The violations cited in this letter are not intended to be an all-inclusive statement of violations at your facility. You are responsible for investigating and determining the causes of the violations identified above and for preventing their recurrence or the occurrence of other violations. It is your responsibility to ensure that your firm complies with all requirements of federal law, including FDA regulations.
 
You should take prompt action to correct the violations cited in this letter. Failure to promptly correct these violations may result in legal action without further notice, including, without limitation, seizure and injunction. 
 
Within fifteen working days of receipt of this letter, please notify this office in writing of the specific steps that you have taken to correct violations. Please include an explanation of each step being taken to prevent the recurrence of violations, as well as copies of related documentation. If you do not believe that the products discussed above are in violation of the FDCA, include your reasoning and any supporting information for our consideration. If corrective action cannot be completed within 15 working days, state the reason for the delay and the time frame within which the correction will be completed. 
 
Your firm’s response to this letter should be sent to: Dallas District Office, ATTN: John W. Diehl, 4040 North Central Expressway, Suite 300, Dallas, Texas 75204. 
  
If you have any questions about the contents of this letter, please contact John W. Diehl, Compliance Officer, at 214-253-5288.
 
Sincerely,
/S/                                                           
Reynaldo R. Rodriguez, Jr.
Dallas District Director
 

[1] For example, Section 503A of the FDCA also addresses anticipatory compounding, which includes compounding (not distribution) before receipt of a valid prescription order for an individual patient.
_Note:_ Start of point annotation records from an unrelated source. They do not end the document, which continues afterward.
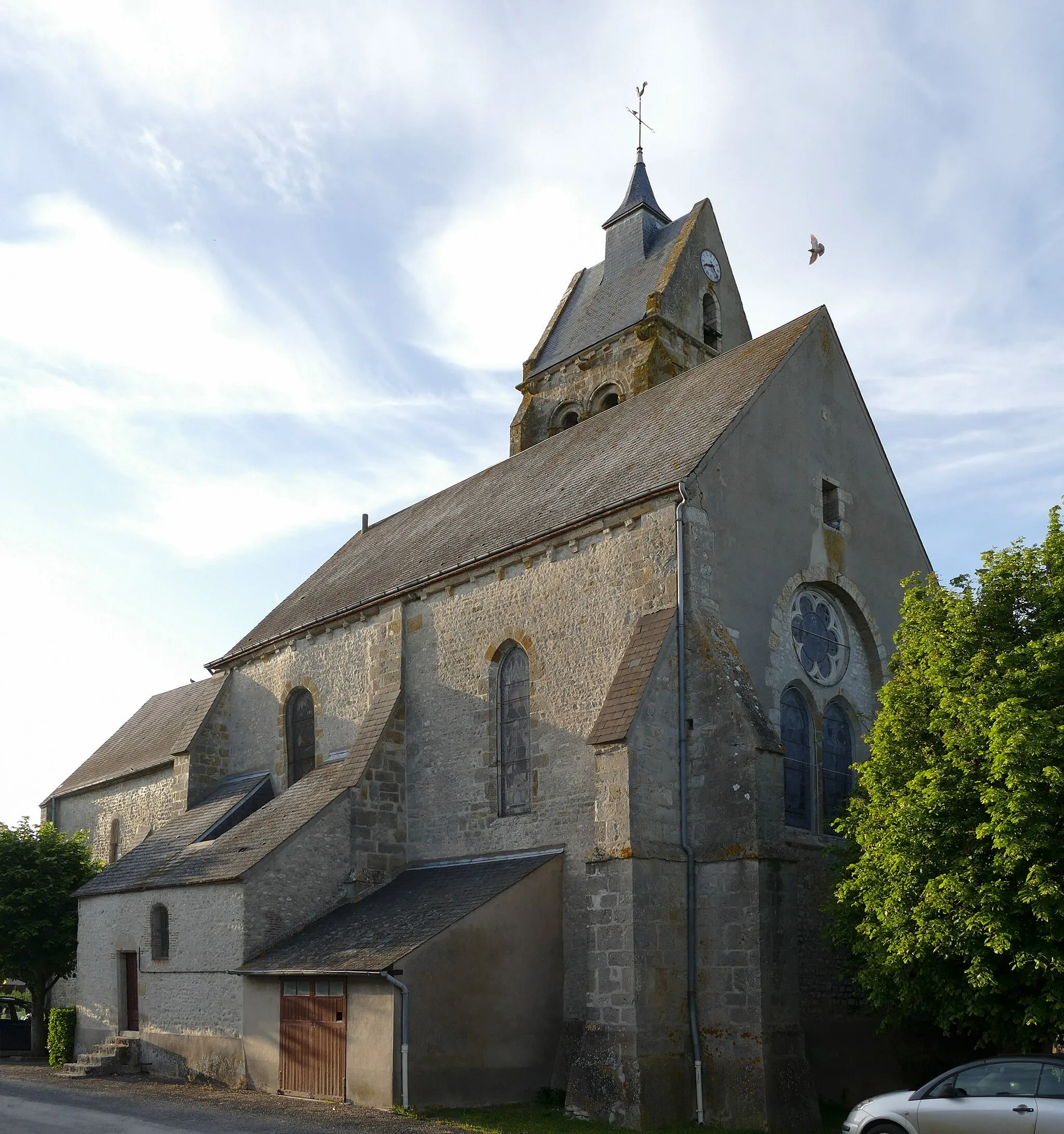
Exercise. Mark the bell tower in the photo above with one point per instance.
(663, 300)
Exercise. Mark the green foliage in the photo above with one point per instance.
(40, 870)
(953, 903)
(60, 1036)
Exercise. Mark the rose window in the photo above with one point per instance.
(819, 638)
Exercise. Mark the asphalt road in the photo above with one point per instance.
(34, 1101)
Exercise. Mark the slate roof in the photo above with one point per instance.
(370, 935)
(172, 856)
(640, 195)
(135, 869)
(619, 456)
(164, 727)
(598, 308)
(633, 674)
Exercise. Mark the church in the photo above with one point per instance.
(532, 784)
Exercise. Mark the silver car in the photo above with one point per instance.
(1004, 1095)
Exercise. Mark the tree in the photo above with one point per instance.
(40, 870)
(953, 901)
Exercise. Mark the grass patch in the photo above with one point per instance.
(544, 1118)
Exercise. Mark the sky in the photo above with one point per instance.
(265, 267)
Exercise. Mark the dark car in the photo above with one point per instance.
(14, 1024)
(1004, 1095)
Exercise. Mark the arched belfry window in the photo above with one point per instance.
(160, 932)
(514, 731)
(836, 757)
(711, 319)
(797, 759)
(299, 730)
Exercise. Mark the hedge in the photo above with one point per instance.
(60, 1036)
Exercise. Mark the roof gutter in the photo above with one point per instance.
(230, 659)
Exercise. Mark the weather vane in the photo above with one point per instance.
(639, 114)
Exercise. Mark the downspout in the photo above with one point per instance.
(405, 1049)
(691, 928)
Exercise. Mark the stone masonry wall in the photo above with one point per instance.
(341, 668)
(189, 993)
(141, 805)
(573, 608)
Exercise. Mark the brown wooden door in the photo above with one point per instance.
(313, 1039)
(133, 1004)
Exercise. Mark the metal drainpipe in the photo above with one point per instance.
(405, 1049)
(691, 928)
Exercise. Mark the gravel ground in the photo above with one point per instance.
(33, 1100)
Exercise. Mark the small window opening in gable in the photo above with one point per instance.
(160, 932)
(514, 734)
(831, 504)
(711, 319)
(299, 728)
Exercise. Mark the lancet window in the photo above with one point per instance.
(514, 734)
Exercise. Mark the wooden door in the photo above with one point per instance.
(314, 1039)
(133, 1004)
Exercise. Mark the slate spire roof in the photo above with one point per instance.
(640, 195)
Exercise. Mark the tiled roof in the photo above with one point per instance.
(135, 869)
(633, 674)
(621, 455)
(368, 936)
(164, 727)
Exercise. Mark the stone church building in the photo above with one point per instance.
(532, 783)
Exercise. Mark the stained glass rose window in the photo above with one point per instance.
(819, 637)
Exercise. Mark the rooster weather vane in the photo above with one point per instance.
(639, 114)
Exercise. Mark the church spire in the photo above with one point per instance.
(640, 196)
We are not addressing anticipatory compounding here.
[2] The specific products made by your firm are drugs within the meaning of Section 201(g) of the Act [21 U.S.C. § 321(g)], because they are intended for use in the diagnosis, cure, mitigation, treatment, or prevention of diseases and/or because they are intended to affect the structure or any function of the body. Further, they are “new drugs” within the meaning of Section 201(p) of the FDCA [21 U.S.C. § 321(p)] because they are not generally recognized as safe and effective for their labeled uses.